But Boy didn't want Doctor to hate him. Boy loved the Doctor; Doctor had helped Boy so much. Boy wanted Doctor to be a friend again.

But then the trap would happen. Doctor would hate Boy anyway. Better a little hurt now. Better ruin his Master's plan now by making the Doctor leave him behind. If Boy were away from the TARDIS, he couldn't obey his Master. If he were anywhere but here, he couldn't destroy the Doctor.

--

Adric's fingers parted and the shard of vase clattered to the floor. Blood was soaking the Doctor's suit, but he didn't try to stop it. Instead, he just put his arm round the kid, who was crying again, huddled on the floor. Adric wrapped his arms around his legs and buried his face in his knees, much as he'd been when they'd found him.

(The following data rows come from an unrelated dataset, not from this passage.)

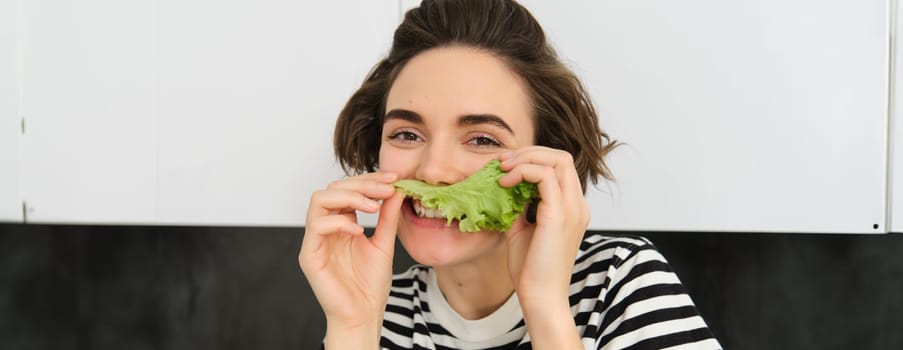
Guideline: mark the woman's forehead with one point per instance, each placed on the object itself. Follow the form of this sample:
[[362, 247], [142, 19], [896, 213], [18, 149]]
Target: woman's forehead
[[456, 81]]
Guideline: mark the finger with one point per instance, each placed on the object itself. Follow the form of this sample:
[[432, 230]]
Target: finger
[[373, 185], [545, 179], [328, 202], [334, 224], [387, 225], [315, 237], [561, 161]]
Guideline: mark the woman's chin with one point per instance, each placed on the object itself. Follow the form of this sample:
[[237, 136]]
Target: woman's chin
[[435, 242]]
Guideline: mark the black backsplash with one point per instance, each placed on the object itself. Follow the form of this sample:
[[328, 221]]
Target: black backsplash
[[129, 287]]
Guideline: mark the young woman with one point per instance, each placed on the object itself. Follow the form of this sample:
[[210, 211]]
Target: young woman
[[467, 82]]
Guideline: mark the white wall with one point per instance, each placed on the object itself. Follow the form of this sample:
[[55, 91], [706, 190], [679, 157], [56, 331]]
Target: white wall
[[755, 116], [759, 116]]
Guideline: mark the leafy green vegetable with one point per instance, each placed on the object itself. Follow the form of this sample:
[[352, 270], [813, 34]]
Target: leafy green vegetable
[[478, 202]]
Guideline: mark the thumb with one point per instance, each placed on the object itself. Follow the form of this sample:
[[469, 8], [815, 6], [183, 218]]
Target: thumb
[[387, 224]]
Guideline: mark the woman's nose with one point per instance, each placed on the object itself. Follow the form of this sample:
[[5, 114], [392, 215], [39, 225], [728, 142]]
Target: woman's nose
[[438, 167]]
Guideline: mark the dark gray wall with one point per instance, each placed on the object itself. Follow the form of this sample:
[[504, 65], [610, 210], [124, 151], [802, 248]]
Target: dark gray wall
[[123, 287]]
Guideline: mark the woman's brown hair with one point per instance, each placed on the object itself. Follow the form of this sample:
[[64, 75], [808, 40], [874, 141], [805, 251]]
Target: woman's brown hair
[[565, 117]]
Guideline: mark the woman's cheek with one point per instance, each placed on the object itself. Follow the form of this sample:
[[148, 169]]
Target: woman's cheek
[[394, 161]]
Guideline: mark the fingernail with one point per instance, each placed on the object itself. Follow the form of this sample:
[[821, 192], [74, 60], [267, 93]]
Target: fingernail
[[389, 176], [387, 189]]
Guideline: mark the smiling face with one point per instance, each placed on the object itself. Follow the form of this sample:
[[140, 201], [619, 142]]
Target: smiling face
[[449, 111]]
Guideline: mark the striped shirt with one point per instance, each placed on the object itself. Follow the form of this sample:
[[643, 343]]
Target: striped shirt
[[623, 295]]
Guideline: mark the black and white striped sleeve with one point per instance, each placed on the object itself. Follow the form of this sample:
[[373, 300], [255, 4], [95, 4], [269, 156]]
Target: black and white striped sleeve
[[642, 304]]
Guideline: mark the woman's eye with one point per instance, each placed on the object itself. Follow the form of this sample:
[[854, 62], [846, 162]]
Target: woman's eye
[[484, 141], [404, 136]]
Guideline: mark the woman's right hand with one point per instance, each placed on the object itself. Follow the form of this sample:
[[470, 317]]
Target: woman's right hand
[[351, 274]]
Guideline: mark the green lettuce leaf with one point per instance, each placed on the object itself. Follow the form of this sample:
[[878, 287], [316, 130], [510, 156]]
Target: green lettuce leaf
[[477, 202]]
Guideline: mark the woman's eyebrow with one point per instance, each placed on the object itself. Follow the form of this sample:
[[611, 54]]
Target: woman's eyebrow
[[405, 115], [473, 119]]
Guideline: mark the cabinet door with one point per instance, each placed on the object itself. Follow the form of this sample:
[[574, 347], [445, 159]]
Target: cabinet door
[[249, 94], [736, 116], [895, 192], [187, 112], [90, 97], [10, 203]]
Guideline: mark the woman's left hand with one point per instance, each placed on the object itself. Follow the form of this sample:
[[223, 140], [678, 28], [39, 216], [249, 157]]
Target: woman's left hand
[[541, 255]]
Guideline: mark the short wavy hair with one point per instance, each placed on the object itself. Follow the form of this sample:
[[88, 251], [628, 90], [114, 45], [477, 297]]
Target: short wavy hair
[[564, 115]]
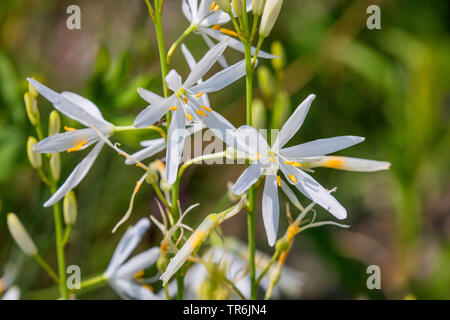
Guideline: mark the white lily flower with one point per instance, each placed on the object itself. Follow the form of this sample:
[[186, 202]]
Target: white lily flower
[[84, 111], [122, 275], [187, 104], [291, 161], [207, 20]]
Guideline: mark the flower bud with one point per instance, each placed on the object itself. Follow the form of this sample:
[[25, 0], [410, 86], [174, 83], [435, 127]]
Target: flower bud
[[70, 208], [225, 5], [31, 108], [20, 235], [54, 123], [277, 49], [34, 157], [239, 7], [258, 7], [269, 17], [55, 166], [259, 114]]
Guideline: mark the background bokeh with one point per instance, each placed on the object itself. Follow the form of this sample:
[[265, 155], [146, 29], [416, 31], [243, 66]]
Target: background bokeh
[[390, 86]]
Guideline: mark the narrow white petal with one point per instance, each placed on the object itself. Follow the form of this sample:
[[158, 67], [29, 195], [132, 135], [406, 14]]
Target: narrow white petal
[[222, 79], [76, 176], [205, 63], [247, 179], [320, 147], [154, 113], [175, 143], [271, 208], [139, 262], [313, 190], [294, 122], [129, 241]]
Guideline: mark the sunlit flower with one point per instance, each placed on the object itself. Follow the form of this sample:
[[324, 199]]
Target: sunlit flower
[[85, 112], [187, 104], [293, 162], [126, 277], [207, 20]]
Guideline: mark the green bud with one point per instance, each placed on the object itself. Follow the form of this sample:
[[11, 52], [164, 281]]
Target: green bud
[[281, 110], [277, 49], [55, 166], [266, 81], [31, 108], [20, 235], [259, 114], [34, 157], [70, 208], [54, 123]]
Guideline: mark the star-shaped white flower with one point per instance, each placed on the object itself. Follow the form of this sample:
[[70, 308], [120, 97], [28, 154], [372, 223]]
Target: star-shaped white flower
[[186, 104], [84, 111], [207, 20], [267, 160]]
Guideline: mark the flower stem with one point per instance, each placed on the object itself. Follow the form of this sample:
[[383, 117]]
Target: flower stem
[[251, 191]]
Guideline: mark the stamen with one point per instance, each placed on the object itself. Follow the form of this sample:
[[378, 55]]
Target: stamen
[[77, 147], [293, 179]]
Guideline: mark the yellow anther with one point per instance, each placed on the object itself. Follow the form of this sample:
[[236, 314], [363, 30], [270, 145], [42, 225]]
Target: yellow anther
[[69, 128], [77, 147], [279, 181], [293, 179], [228, 32]]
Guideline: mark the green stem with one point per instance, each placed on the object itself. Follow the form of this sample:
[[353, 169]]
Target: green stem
[[46, 267], [251, 192]]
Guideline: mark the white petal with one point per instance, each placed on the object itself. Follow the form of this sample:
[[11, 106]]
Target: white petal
[[320, 147], [271, 208], [314, 191], [154, 113], [149, 96], [129, 241], [131, 290], [152, 147], [173, 80], [222, 79], [205, 63], [348, 163], [247, 179], [66, 140], [175, 143], [139, 262], [294, 122], [76, 176]]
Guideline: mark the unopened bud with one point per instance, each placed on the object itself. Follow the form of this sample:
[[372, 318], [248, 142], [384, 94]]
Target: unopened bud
[[225, 5], [277, 49], [20, 235], [55, 166], [70, 208], [31, 108], [54, 123], [34, 157], [239, 7], [258, 7], [259, 114], [269, 17]]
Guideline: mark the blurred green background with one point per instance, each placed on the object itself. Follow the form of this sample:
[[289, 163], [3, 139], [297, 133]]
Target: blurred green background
[[389, 85]]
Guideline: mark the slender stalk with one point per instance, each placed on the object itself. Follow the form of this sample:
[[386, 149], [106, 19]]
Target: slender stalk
[[251, 192]]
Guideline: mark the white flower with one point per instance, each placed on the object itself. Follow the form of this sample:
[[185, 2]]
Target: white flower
[[187, 104], [207, 21], [291, 161], [84, 111], [121, 275]]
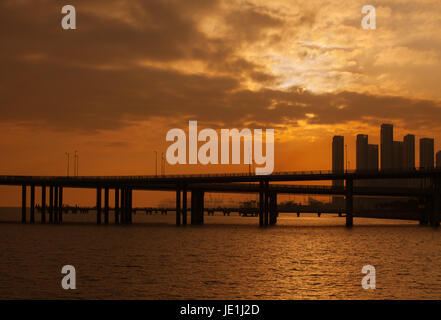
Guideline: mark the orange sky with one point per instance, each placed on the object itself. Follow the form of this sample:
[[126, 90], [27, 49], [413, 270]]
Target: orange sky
[[135, 69]]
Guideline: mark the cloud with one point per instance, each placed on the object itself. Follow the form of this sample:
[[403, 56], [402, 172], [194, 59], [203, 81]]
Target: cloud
[[134, 61]]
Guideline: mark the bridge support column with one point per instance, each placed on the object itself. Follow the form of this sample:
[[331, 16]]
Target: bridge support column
[[184, 207], [130, 208], [349, 199], [23, 204], [267, 196], [32, 205], [424, 211], [51, 204], [98, 205], [197, 207], [123, 205], [261, 204], [43, 204], [60, 204], [436, 207], [116, 205], [273, 208], [178, 207], [106, 205], [56, 208]]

"Doctor, are you alright?" Donna asked.

"It's not much more than a scratch," he answered. He was hugging the boy, which seemed like a stupid way to act towards someone who'd just attacked him for no good reason. The act of comfort just seemed to make Adric's crying worse.

The Doctor half-lifted the kid to his feet and then sat him down on the bed.

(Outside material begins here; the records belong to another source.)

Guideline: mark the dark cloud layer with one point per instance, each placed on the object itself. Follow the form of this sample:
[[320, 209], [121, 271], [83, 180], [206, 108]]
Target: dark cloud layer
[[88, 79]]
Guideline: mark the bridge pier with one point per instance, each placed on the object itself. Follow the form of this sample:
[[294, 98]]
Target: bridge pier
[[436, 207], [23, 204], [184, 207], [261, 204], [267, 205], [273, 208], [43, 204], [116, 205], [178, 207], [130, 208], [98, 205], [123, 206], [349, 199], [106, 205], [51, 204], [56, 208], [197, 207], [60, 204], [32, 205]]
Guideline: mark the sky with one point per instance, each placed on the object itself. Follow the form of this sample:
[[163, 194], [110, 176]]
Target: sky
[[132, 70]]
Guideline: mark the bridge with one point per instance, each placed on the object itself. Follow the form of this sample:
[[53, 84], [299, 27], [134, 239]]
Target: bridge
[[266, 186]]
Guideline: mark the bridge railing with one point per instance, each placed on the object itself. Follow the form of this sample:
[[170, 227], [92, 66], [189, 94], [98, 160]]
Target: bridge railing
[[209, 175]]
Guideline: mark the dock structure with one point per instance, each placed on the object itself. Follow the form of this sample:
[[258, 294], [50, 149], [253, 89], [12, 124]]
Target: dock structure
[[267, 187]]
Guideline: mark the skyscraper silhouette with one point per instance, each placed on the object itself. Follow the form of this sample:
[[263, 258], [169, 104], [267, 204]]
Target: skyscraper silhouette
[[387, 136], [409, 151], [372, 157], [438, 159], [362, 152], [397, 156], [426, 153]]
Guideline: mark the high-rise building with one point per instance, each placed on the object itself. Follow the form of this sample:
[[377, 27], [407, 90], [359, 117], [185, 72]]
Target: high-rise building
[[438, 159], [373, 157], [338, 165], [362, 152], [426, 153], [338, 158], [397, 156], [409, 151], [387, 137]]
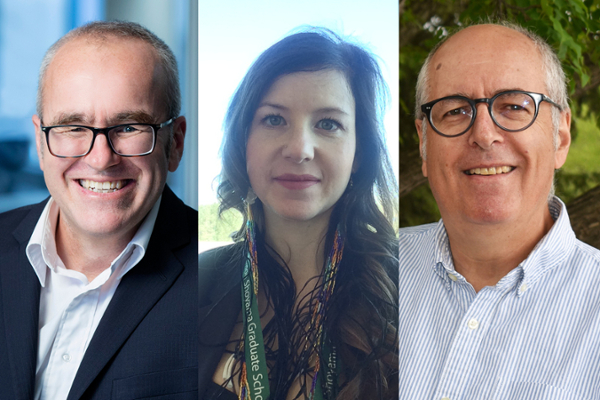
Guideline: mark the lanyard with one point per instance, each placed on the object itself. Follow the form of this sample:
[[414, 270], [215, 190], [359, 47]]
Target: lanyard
[[254, 380]]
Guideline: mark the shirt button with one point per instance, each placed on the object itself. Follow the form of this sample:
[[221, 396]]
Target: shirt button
[[523, 288], [473, 324]]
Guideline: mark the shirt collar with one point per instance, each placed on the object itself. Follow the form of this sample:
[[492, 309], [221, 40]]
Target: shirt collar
[[41, 248], [549, 252]]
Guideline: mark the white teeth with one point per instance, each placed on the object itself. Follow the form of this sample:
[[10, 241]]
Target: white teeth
[[101, 187], [490, 171]]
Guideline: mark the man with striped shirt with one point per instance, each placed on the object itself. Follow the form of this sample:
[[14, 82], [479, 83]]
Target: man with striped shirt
[[498, 300]]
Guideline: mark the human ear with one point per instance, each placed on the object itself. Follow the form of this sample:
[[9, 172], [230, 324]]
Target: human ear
[[422, 149], [37, 123], [563, 140], [176, 150]]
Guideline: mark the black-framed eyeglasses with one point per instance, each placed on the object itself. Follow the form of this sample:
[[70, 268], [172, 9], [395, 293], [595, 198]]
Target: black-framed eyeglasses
[[512, 111], [126, 140]]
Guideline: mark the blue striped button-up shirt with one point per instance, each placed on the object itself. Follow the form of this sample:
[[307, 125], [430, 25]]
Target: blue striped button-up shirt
[[534, 335]]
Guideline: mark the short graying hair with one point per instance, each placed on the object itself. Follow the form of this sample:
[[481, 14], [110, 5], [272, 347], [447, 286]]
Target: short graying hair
[[104, 30], [556, 81]]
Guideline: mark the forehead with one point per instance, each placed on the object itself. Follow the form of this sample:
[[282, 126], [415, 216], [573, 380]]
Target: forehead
[[312, 90], [87, 75], [482, 60]]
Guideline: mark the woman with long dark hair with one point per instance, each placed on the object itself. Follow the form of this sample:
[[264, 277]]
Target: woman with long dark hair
[[304, 305]]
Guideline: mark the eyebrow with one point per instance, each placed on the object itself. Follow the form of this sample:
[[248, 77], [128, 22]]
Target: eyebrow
[[129, 115], [463, 94], [320, 110]]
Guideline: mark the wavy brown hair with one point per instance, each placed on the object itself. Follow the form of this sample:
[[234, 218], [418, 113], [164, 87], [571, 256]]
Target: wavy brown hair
[[362, 315]]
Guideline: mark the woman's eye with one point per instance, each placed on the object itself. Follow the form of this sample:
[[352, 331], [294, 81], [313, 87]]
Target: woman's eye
[[274, 120], [328, 125]]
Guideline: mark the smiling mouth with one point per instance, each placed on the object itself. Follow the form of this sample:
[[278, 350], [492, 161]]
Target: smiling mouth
[[103, 187], [489, 171]]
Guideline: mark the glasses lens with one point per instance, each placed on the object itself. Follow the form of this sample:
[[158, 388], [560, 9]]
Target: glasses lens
[[451, 116], [132, 140], [69, 141], [513, 111]]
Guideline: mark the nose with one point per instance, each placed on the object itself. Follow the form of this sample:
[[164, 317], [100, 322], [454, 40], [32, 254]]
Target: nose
[[484, 132], [101, 157], [299, 145]]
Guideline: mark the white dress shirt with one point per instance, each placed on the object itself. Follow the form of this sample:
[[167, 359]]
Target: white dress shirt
[[71, 307], [535, 335]]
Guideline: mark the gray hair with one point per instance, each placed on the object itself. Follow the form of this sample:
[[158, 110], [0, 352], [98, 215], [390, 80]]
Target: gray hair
[[103, 30], [556, 81]]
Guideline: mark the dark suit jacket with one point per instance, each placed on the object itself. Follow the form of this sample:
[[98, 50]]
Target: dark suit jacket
[[219, 274], [146, 343]]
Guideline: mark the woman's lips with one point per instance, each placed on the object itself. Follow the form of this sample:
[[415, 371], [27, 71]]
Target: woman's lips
[[296, 182]]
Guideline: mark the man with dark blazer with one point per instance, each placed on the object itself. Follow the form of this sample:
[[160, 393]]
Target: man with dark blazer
[[98, 283]]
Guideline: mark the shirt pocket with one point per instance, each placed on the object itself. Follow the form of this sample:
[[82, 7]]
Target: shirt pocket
[[180, 384], [533, 391]]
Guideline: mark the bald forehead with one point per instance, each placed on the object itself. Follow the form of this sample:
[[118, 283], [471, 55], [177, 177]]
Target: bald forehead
[[490, 56]]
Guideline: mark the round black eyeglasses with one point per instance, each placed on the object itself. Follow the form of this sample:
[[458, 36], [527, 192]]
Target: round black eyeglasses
[[126, 140], [512, 111]]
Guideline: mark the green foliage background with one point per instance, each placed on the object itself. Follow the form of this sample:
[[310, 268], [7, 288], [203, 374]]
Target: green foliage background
[[572, 27]]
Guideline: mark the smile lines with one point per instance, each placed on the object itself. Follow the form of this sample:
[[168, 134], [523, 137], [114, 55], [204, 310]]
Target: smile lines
[[102, 187], [489, 171]]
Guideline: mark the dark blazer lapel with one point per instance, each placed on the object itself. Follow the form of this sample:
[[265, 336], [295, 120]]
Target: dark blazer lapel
[[140, 289], [220, 307], [20, 292]]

"It's OK, Adric," he said, speaking soothingly. "No one's going to hurt you anymore. You don't have to fight. Just rest." He eased Adric down so he was once more lying on the bed. The boy turned his head away but all trace of violence had gone.

"I'll make you better, Adric. I promise. The Master will never hurt you again."

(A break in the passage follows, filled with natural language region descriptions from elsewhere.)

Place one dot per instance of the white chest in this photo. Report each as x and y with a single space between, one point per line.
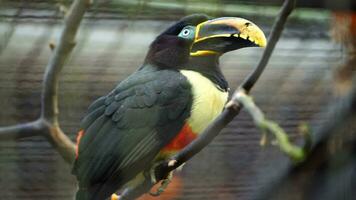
208 101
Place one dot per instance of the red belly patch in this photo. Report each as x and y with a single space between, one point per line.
184 137
79 136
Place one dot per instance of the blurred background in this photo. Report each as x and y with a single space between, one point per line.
312 65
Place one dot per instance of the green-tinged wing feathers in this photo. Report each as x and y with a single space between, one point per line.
127 128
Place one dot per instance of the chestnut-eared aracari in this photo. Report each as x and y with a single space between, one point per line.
161 107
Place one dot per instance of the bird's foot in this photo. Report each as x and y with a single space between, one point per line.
115 197
163 186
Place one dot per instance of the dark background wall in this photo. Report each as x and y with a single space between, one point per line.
295 88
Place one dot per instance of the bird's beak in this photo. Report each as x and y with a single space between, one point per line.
225 34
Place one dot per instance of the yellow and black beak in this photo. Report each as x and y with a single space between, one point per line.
221 35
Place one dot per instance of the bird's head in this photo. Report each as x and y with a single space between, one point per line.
220 35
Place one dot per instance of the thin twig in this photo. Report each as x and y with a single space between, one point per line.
47 125
232 109
294 152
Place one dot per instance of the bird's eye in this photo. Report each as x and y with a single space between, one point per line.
185 32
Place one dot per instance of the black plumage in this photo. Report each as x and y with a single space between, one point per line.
126 129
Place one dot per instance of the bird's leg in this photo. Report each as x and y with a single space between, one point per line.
163 186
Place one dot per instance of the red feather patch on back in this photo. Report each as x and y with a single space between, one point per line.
184 137
79 136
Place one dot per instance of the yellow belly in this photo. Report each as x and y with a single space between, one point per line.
208 101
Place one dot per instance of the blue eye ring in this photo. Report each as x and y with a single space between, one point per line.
185 32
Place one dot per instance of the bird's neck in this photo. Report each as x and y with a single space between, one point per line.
208 66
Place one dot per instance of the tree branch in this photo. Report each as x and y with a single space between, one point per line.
47 125
232 109
294 152
21 130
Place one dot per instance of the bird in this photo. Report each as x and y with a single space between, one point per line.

Donna just watched. The Doctor's shirt and jacket both had a puddle of red on their front. Only when he'd tucked the boy into bed again did he appear to pay any attention to them. He left the bedroom, inspecting the cut as he did.

"Shouldn't we be locking him up or something?" Donna asked. She couldn't understand how the Doctor could be so calm about someone stabbing him.

"He's just frightened and panicking."

"He tried to kill you."

They reached the console room, the Doctor removing both his jacket and shirt.

"Aw. I loved this suit," he murmured, seeing the hole and the stain in the front of the jacket.

"The suit is the least of your problems. That kid stabbed you!"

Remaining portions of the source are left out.